No jogo Kapital!, é possível que um dominado ganhe, desde que ele tenha sorte para aproveitar seus bônus (cada personagem tem atributos psicológicos que interferem na conduta social ou condições impostas pelo capitalismo), se entenda bem com os outros dominados (existem regras específicas para cada personagem, as quais determinam as relações entre eles) e caia nas boas casas. Por exemplo, se um dominado cai na casa “Revolução”, todas as notas de Capitais em posse dos jogadores são reunidas, contadas e distribuídas igualmente entre os jogadores dominante e dominados. Já na casa “Greve Geral”, os dominados param de produzir e de enriquecer o dominante, que fica uma rodada sem jogar e perde trinta cédulas para a banca. Tem ainda as casas especiais “Prisão” – na qual o jogador dominado fica sem jogar e o jogador dominante pode sair sob fiança de dez cédulas − e “Todos Juntos”, na qual cada jogador dominado pode exigir do dominante duas cédulas de Capital de sua preferência.

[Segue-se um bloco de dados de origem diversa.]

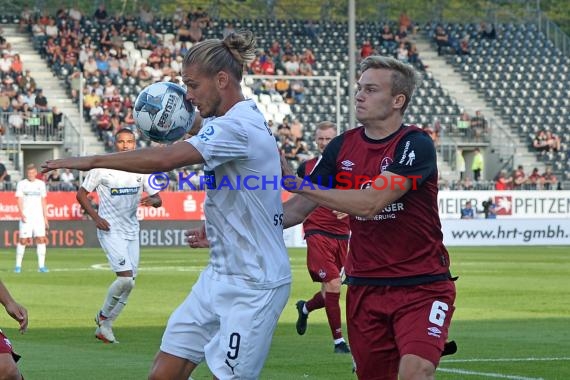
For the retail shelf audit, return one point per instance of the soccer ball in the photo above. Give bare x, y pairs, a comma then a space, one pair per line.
162, 112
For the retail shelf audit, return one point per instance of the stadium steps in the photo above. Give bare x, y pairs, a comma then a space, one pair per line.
53, 88
471, 101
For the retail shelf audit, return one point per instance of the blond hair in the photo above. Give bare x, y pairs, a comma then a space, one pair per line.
405, 78
231, 54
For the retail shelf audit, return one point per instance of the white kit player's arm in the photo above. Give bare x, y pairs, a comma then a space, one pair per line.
149, 160
21, 209
44, 209
196, 237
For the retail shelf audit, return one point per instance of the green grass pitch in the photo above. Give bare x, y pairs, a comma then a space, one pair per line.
512, 319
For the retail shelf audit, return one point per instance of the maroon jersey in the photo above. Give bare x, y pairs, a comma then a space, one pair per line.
405, 239
322, 220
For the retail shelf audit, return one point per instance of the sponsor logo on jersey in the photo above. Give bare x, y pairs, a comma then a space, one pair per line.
347, 165
386, 161
124, 191
406, 148
504, 205
434, 331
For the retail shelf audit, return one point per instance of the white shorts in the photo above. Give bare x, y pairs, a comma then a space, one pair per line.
227, 325
33, 227
123, 254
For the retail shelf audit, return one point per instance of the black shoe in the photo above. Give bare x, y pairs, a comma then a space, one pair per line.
302, 319
341, 348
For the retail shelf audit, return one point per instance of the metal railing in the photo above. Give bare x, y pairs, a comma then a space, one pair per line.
30, 127
553, 33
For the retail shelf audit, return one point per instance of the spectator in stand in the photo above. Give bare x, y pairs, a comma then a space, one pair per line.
535, 180
100, 14
540, 142
467, 211
387, 38
366, 49
503, 181
519, 178
441, 38
478, 125
460, 163
5, 180
553, 141
68, 181
477, 165
549, 179
402, 52
305, 68
41, 101
464, 46
487, 31
405, 22
414, 58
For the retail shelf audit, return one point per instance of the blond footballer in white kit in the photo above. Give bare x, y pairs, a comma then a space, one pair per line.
229, 318
119, 194
31, 193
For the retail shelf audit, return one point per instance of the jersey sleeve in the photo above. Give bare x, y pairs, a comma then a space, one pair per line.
218, 143
150, 190
415, 156
19, 191
325, 170
92, 180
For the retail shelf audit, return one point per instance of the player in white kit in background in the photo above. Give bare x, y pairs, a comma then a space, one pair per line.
229, 317
31, 193
119, 194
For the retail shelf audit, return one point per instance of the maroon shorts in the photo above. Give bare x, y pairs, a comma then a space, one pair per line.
387, 322
325, 257
6, 347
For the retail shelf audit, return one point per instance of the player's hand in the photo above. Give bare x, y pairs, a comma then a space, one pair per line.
79, 163
102, 224
150, 201
196, 237
290, 181
19, 313
340, 214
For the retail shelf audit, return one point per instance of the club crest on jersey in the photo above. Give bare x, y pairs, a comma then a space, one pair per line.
115, 191
386, 161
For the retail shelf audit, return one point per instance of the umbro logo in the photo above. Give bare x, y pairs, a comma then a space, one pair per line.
347, 165
434, 331
231, 367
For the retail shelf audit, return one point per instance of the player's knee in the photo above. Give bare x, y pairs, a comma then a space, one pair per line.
413, 367
333, 286
127, 283
9, 371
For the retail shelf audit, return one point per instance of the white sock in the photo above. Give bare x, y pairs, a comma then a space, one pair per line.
20, 250
122, 302
41, 249
120, 286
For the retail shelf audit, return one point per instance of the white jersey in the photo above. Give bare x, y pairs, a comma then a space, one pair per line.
244, 227
119, 196
32, 193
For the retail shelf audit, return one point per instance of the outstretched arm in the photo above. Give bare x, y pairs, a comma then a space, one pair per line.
14, 309
147, 160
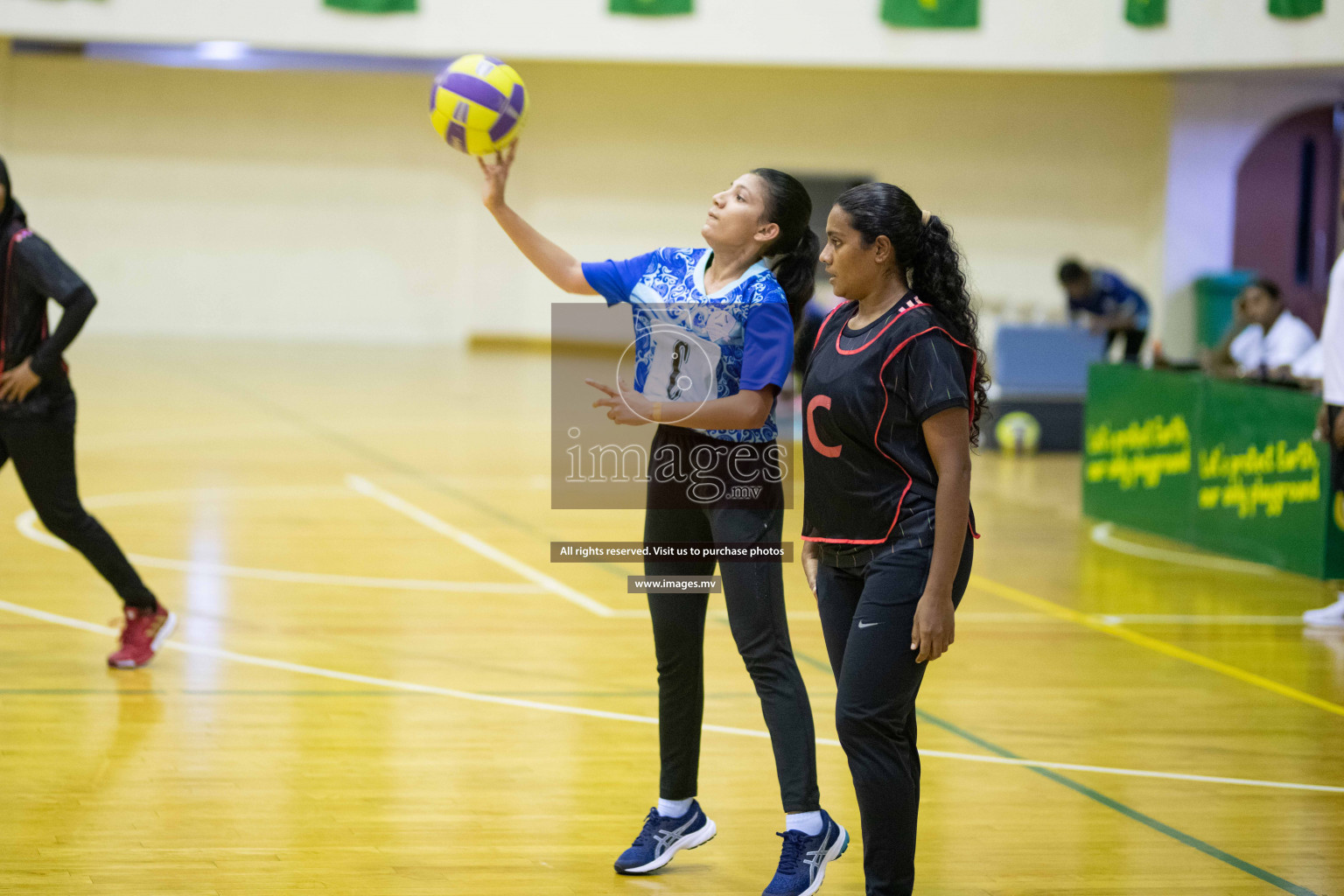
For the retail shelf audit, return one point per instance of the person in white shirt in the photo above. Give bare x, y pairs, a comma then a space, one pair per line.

A Equipe Editorial de DERIVAS ANALÍTICAS testou o jogo, em quatro partidas, com grupos diferentes de jogadores. Percebemos que, ainda que seja desconfortável para o jogador “dominante” – mesmo se ele não for de esquerda – tirar vantagem de privilégios que ele não fez por merecer, o jogo cria solidariedades de classe, arrancando gargalhadas – inclusive dele − quando este se dá mal (o que é raro), e que os efeitos das políticas públicas e as desigualdades que criam são claramente sentidos. Em duas partidas, venceram os dominantes − a rica e racista Srta. Helena e o aristocrata e hipócrita Nenê Noronha –, mas nas outras duas, venceram os dominados – a criativa e arrogante Naná e o otimista e reacionário Seu Pereira. Mais do que terem chegado à última casa do tabuleiro antes dos outros – os dominados que venceram não foram os primeiros a concluir o percurso −, os vencedores tinham também acumulado a maior quantidade de capital (financeiro, social, cultural e simbólico). Incomodamente divertido, o jogo chega ao final com a clara necessidade de redistribuição da riqueza no mundo, porque todo mundo pode se beneficiar de um sistema com mais justiça econômica, mais justiça social, prosperidade e desenvolvimento do que de uma sociedade muito desigual.